American academic and journalist

Nathan Schneider (born 1984) is an American scholar and former journalist, who specializes in economic justice in the online economy. Since 2015, he has been a professor of media studies at the University of Colorado Boulder.

== Writing on religion ==
Much of Schneider's early work concerned the interrelation of religion, science, and politics, which grew out of his academic work in religious studies. He has written investigative articles on the John Templeton Foundation for The Nation and The Chronicle of Higher Education. With the support of a Knight Grant for Reporting on Religion and American Public Life through USC's Annenberg School, he did extensive reporting on the evangelical Christian philosopher and debater William Lane Craig, which resulted in articles that appeared in Commonweal, The Chronicle of Higher Education, and Killing the Buddha.

His first book, God in Proof: The Story of a Search from the Ancients to the Internet is a history of proofs for and against the existence of God, as well as a memoir of his own conversion to Catholicism as a teenager. A starred review in Booklist said, "Schneider makes an often dry subject quite companionable." In Religion Dispatches, Gordon Haber wrote, "Schneider defines the next generation of public intellectuals—fiercely articulate, indefatigably curious and Internet-savvy."

Schneider's writing on religion often deals with neglected traditions of political radicalism. Schneider's profile of literary critic Elaine Scarry for The Chronicle of Higher Education, for instance, compared her scholarship with the religious anti-nuclear movement. In 2014 Al Jazeera America published his story of a Catholic nun with a secret ministry to the transgender community, which was applauded by Buzzfeed and The Advocate.

In 2014, he was named a columnist for America, a national Catholic weekly.

== Coverage of Occupy Wall Street ==
Schneider was among the first journalists to cover the Occupy Wall Street movement during its planning stages and wrote about it for Harper's Magazine, The Nation, The New York Times, and other publications, as well as in his 2013 book Thank You, Anarchy: Notes from the Occupy Apocalypse, published by University of California Press. He claims that his coverage of Occupy Wall Street served as the basis for a scene about Occupy Wall Street in HBO's The Newsroom. Democracy Now! regularly turned to him as a correspondent about the movement, and he also appeared on NPR's The Brian Lehrer Show, Al Jazeera's Inside Story, and an oral history of the movement by Vanity Fair, and Ezra Klein of The Washington Post referred to one of his articles as "the single best place to start" learning about the movement. Interviews with Schneider appear in two of the feature films made about the movement, American Autumn and 99%. Writer Rebecca Solnit wrote the foreword to Thank You, Anarchy, which was adapted into an article for the Los Angeles Times.

Religion continued to feature prominently in how Schneider covered the Occupy movement. According to Nick Pinto of Al Jazeera America, "Schneider's education and much of his writing are concerned with religion, and he relies heavily on Christian vocabulary to describe his experience in Occupy Wall Street." He personally became involved in the movement as an early member of the group Occupy Catholics. An article on the book at Religious Left Law referred to Schneider as "is clearly a brilliant young thinker in the heart of what we might call the revitalization of the religious left."

The cover of Thank You, Anarchy bears a quotation from a New York Observer article—"objective journalism, this is not"—referring not to the book but to the ambiguity of Schneider's role in the movement as a journalist and activist. In a later interview with Malcolm Harris of The New Inquiry, Schneider stated, "I agonized a lot about the participant-reporter thing, probably more than I should have."

== Cooperative economy ==

Following his reporting on Occupy Wall Street, Schneider began to focus on stories related to co-operative economics. For Vice magazine, he wrote the most complete profile to date of Enric Duran, the Catalan activist and fugitive who founded the Catalan Integral Cooperative and Faircoop. For The Nation, he reported on "How Pope Francis Is Reviving Radical Catholic Economics." He also published a number of articles and interviews on emerging cooperative business models for online platforms.

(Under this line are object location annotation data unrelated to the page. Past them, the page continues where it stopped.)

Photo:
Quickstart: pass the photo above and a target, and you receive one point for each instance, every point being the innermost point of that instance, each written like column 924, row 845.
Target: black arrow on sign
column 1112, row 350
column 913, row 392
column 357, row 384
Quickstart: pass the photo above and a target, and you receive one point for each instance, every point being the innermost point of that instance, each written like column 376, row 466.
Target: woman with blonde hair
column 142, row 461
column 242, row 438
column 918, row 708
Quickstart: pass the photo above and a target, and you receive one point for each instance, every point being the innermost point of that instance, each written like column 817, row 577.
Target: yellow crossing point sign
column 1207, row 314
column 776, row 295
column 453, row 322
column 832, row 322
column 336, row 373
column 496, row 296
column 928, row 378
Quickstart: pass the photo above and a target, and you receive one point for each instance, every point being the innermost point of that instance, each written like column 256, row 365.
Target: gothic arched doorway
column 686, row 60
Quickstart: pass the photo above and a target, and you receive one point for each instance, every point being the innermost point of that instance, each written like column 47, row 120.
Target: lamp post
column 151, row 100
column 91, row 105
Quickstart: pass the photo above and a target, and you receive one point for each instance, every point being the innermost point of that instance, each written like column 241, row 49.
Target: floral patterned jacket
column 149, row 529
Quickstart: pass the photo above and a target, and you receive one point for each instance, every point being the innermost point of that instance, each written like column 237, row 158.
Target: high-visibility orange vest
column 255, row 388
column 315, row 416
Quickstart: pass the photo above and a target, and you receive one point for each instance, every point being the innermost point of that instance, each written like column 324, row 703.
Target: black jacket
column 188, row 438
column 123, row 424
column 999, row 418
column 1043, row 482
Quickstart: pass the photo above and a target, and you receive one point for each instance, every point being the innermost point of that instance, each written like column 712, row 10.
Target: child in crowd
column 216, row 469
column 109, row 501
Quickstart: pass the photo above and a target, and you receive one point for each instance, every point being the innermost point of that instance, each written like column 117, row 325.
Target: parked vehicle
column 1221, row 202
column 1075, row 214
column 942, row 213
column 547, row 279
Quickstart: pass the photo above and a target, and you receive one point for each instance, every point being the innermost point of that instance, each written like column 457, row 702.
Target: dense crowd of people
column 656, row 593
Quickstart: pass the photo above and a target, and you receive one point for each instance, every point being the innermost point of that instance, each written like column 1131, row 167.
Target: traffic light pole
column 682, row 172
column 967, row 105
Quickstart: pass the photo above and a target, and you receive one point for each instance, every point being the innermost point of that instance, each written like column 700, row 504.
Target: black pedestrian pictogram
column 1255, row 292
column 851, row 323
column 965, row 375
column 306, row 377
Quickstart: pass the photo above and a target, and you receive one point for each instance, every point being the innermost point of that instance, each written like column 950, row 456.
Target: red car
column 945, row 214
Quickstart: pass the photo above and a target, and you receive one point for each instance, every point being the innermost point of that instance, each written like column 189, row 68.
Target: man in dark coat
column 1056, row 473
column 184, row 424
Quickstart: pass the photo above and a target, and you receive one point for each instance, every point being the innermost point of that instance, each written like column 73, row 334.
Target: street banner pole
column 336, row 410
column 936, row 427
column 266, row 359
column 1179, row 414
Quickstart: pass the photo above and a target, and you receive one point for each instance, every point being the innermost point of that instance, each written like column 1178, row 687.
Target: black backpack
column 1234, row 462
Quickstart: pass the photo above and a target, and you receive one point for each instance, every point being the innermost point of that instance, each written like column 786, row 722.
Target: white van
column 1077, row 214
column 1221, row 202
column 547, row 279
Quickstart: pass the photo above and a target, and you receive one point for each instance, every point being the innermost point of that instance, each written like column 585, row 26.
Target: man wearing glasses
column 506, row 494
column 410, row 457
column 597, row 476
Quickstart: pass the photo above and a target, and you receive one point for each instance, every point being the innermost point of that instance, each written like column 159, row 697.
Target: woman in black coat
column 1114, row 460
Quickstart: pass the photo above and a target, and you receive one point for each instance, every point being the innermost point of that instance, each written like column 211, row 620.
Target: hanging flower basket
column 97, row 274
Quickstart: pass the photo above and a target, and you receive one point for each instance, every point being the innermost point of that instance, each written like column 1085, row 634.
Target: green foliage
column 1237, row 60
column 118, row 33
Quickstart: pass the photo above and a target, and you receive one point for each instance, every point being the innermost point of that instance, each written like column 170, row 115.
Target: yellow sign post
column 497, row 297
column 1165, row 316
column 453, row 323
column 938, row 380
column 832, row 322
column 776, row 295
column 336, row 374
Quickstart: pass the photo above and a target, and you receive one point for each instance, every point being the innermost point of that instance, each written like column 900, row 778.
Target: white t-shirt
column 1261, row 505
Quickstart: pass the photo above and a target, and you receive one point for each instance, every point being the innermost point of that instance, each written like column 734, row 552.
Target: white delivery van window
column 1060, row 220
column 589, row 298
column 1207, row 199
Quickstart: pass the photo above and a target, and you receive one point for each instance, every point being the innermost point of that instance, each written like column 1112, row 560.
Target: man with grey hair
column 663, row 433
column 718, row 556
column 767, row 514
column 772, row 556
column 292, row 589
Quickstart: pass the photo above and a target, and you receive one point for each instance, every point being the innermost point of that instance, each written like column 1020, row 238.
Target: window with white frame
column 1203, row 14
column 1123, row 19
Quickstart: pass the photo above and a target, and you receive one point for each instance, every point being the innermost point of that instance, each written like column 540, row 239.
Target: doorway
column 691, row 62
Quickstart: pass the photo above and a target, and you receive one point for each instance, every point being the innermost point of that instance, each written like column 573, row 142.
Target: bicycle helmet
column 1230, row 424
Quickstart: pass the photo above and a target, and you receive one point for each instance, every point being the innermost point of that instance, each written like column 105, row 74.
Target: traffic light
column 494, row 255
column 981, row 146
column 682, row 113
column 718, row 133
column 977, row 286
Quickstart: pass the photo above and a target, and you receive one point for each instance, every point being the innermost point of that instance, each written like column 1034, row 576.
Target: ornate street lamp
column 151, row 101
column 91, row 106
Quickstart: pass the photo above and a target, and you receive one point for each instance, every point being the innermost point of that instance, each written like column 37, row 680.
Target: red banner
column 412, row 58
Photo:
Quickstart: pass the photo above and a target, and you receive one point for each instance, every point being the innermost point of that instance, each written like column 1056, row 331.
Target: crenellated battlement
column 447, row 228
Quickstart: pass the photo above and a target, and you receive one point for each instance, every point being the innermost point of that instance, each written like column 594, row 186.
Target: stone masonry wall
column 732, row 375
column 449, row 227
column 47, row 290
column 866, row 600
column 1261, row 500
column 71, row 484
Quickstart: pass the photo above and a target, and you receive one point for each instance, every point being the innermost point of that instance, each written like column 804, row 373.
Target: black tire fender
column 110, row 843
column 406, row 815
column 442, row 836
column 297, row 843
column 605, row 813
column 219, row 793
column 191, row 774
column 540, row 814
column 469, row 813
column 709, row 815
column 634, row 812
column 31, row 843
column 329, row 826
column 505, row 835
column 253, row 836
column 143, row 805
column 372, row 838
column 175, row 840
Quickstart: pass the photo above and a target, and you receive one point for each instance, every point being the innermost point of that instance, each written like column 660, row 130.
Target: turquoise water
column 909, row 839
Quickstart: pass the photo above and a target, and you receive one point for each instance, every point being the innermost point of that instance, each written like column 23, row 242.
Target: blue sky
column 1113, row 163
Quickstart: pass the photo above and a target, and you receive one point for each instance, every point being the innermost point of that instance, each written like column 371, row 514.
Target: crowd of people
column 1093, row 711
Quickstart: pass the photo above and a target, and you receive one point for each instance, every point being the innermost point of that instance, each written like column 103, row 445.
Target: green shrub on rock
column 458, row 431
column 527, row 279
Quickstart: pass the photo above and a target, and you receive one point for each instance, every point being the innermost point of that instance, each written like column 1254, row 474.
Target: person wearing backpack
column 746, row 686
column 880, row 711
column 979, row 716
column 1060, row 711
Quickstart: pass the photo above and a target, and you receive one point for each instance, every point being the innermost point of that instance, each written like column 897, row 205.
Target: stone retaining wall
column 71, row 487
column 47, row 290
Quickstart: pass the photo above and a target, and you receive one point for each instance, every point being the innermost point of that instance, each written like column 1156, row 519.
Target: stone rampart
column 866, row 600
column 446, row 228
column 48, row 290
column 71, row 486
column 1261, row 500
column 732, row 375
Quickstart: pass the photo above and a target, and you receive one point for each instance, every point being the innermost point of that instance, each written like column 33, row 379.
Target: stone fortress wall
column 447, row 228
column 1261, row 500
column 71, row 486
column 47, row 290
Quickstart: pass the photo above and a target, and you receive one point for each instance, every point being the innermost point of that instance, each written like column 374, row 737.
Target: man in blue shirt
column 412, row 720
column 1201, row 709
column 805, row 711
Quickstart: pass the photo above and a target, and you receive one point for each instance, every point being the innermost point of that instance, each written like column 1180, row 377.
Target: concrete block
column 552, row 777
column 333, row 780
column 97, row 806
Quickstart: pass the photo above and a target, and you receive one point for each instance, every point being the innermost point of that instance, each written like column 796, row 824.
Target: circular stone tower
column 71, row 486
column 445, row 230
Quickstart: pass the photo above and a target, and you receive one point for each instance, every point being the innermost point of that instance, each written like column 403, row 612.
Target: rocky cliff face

Schneider has been a leading advocate for platform cooperativism. In November 2015, together with New School professor Trebor Scholz, Schneider co-organized a two-day conference billed as "a coming-out party for the cooperative Internet." More than 1,000 people attended, including figures such as legal scholar Yochai Benkler, New York City Council Member Maria del Carmen Arroyo, and Zipcar founder Robin Chase. This led to the publication of a book, which Schneider co-edited with Scholz, Ours to Hack and to Own: The Rise of Platform Cooperativism, a New Vision for the Future of Work and a Fairer Internet, published in 2016 by OR Books.

His book Everything for Everyone: The Radical Tradition that Is Shaping the Next Economy was published in September 2018 by Nation Books. It collects several years of reporting on cooperative enterprise.

== Online governance ==

After becoming a professor of media studies at the University of Colorado Boulder, Schneider studied democratic governance in online spaces. He leads "Media Economies Design Lab", which "experiments with democratic ownership and governance in the online economy" and contributed to building a research group "Metagov" on online governance. His 2024 book Governable Spaces: Democratic Design for Online Life contends that democracy has been hindered by the dominant designs of social media and explores how to enable more democratic practice in daily online life.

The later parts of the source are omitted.